Visionary. It is a difficult exercise to embark on historical speculation, but the Invisible Committee actually anticipated the uprisings. So there is good reason to listen to the committee, which has been shown to have a very fine sense of the historical situation and its potentials. In their second book, And nos amis, they then took stock of the 2011 uprisings and analyzed the uprising's inability to develop into actual revolutions. The riots had quite come, but were just as stuck in the riot stage. Even in Egypt, which was the foremost highlight of the new wave of protests, the military had retained power (for a brief period, the Muslim Brotherhood served as the deputy to the army, but quickly seated itself heavily on the throne). With the new book, the committee is now taking a step further and, based on the events of spring 2016 in Paris, is proposing a truly revolutionary strategy, which they call impeachment, that is, "deposition" or "eradication".
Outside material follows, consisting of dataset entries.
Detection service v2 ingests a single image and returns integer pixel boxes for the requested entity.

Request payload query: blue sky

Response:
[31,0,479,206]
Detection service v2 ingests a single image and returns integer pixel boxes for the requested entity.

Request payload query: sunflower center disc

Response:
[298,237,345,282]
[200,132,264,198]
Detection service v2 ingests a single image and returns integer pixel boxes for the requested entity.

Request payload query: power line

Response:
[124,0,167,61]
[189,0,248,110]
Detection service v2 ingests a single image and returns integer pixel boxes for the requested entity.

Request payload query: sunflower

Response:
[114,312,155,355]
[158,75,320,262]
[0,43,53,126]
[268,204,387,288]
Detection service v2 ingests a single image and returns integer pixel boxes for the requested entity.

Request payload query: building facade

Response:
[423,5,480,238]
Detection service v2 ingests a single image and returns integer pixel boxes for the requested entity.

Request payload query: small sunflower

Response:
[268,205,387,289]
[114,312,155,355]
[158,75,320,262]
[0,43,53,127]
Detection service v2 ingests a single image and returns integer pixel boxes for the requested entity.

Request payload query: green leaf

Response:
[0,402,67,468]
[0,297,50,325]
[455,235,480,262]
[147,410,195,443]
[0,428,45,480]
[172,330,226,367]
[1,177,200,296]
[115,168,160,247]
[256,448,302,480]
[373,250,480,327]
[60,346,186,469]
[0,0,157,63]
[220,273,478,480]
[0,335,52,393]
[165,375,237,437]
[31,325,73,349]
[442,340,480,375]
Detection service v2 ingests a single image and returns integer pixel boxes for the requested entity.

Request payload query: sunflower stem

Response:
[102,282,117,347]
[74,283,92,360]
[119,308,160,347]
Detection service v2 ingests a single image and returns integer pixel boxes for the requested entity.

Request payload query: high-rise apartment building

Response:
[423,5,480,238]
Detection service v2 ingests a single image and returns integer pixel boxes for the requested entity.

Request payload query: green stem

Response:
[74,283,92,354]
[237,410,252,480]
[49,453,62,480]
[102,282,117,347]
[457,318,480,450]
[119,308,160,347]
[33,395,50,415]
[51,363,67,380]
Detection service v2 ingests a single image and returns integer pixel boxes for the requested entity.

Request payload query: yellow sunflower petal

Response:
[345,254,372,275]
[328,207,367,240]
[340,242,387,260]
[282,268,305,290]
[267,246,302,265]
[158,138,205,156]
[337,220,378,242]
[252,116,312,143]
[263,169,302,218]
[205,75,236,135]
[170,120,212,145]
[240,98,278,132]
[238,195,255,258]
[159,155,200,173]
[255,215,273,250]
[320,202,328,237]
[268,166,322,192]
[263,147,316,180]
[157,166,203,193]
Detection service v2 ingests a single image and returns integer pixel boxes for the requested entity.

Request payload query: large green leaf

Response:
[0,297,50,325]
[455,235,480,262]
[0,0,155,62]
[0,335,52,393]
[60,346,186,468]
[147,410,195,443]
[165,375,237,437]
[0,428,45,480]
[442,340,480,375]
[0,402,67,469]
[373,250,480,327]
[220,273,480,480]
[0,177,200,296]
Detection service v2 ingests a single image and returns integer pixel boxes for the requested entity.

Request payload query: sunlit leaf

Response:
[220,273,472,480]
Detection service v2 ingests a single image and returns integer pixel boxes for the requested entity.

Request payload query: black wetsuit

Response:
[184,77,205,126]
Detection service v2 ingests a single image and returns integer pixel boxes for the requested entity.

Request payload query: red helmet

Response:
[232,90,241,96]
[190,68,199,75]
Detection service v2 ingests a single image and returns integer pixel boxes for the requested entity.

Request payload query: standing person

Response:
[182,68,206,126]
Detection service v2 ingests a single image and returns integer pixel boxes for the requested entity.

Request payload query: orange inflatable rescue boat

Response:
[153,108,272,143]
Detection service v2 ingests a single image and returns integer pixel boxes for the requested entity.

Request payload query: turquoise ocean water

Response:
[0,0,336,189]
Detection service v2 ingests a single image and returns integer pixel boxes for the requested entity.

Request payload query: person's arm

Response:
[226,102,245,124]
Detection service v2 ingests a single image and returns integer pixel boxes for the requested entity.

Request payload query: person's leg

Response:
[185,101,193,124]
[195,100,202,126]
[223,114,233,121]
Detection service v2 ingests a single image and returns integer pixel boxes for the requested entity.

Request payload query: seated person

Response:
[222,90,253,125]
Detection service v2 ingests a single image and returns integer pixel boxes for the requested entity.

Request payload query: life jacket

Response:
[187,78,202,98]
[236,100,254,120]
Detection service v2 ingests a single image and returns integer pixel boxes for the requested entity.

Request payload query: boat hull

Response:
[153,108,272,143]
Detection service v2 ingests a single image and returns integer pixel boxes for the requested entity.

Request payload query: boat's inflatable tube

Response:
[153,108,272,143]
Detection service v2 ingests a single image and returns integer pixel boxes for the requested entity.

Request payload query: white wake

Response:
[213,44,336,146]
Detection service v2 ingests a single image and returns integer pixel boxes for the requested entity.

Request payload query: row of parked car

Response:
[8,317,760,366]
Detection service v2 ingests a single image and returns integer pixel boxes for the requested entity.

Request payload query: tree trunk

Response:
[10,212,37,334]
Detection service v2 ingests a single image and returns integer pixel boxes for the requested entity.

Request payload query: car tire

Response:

The revolution is moving away from the institutions; to state the policy, abandon it and dance on top of it.

The French Nuit debout movement that began March 31, 2016 is in many ways the focal point of the new book. Each chapter of the book retrieves its headline and theme from a graffiti from the movement: "Tomorrow is Canceled", "50 Shades of Collapse", "Down with Politics", "Dismissing the World", "Ending the Work, A Great Life" , "Everyone hates the police" and "Those who come after." If cybernetic devices and fascism together make up a two-headed monster that fills our lives with lies, then Nuit debout is a moment of truth, where people find each other on the streets in a releasing rift, where the constant exposure to tomorrow is rejected in favor of action here and now. It's about acting now, together, there's no future, there's nothing to hope for, but we can do something together today.

"The real lie is all the screens, all the pictures, all the explanations we put between ourselves and the world."

Politics is passé. The Invisible Committee is engaged in a radical exposition, in which all the ideas of revolution and revolutionary organizations that are handed down collapse in favor of a violent openness to the revolutionary rupture and the transformation of all existing politics. As they write, it's not about another policy, but about doing something other than politics, emptying it of content. To get away from all the different ideas of politics, politics as party politics, as the state, as security, as humanitarian operations, as political economy, but also as politics as activism and identity, where the institution is at the individual level: The revolution is to move away from all the institutions. So abandon politics, the new sewing leave it and dance on top of it as they write and quote Lyotard. The destination is not one repeal (abolition, ed. note); we have already forgotten the policy and the important thing is to get away nu.